6. Saving, Loading, and Merging Adapters
PEFT adapters are saved separately from the base model, keeping adapter files small (typically 10 to 100 MB). You can load multiple adapters, switch between them, or merge an adapter permanently into the base model weights for deployment.
The following example demonstrates the adapter lifecycle: saving, loading, and merging.
from peft import PeftModel
from transformers import AutoModelForCausalLM, AutoTokenizer
# Save adapter (only the LoRA weights, not the full model)
model.save_pretrained("./my-adapter")
# This creates: adapter_config.json + adapter_model.safetensors (~50 MB)

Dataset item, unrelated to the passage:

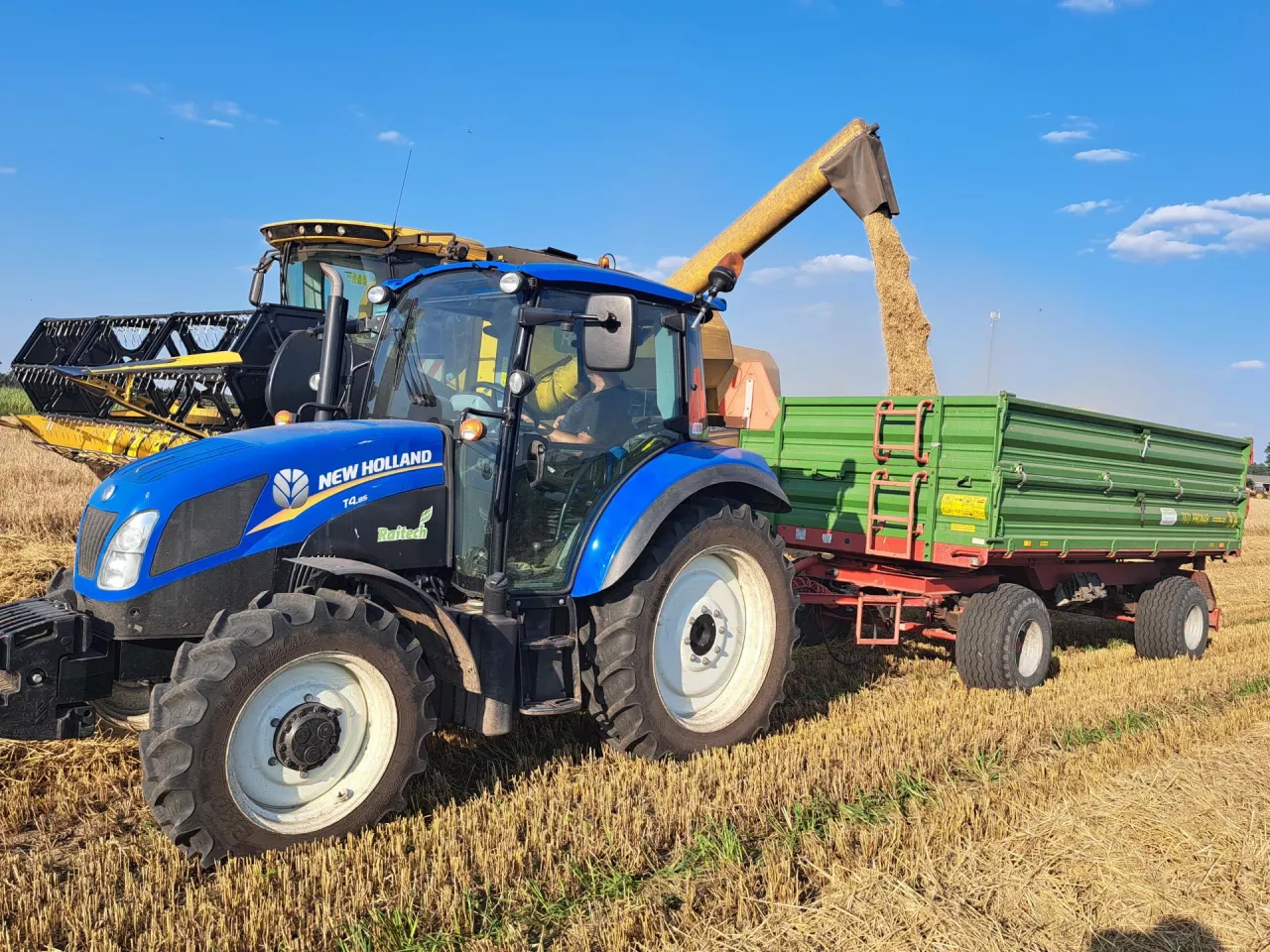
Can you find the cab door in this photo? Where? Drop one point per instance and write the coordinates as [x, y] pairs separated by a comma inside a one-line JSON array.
[[557, 485]]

# Load adapter onto a fresh base model
base_model = AutoModelForCausalLM.from_pretrained(
"mistralai/Mistral-7B-v0.3",
torch_dtype="auto",
device_map="auto",
)
peft_model = PeftModel.from_pretrained(base_model, "./my-adapter")
# Merge adapter into base model (for faster inference, no PEFT dependency)
merged_model = peft_model.merge_and_unload()
merged_model.save_pretrained("./merged-model")
# Push to the Hub
tokenizer = AutoTokenizer.from_pretrained("mistralai/Mistral-7B-v0.3")
merged_model.push_to_hub("my-org/mistral-7b-finetuned")
tokenizer.push_to_hub("my-org/mistral-7b-finetuned")
save_pretrained() stores only the LoRA weights (~50 MB), PeftModel.from_pretrained() loads them onto a fresh base model, and merge_and_unload() folds the adapter into the base weights permanently for deployment without the PEFT dependency.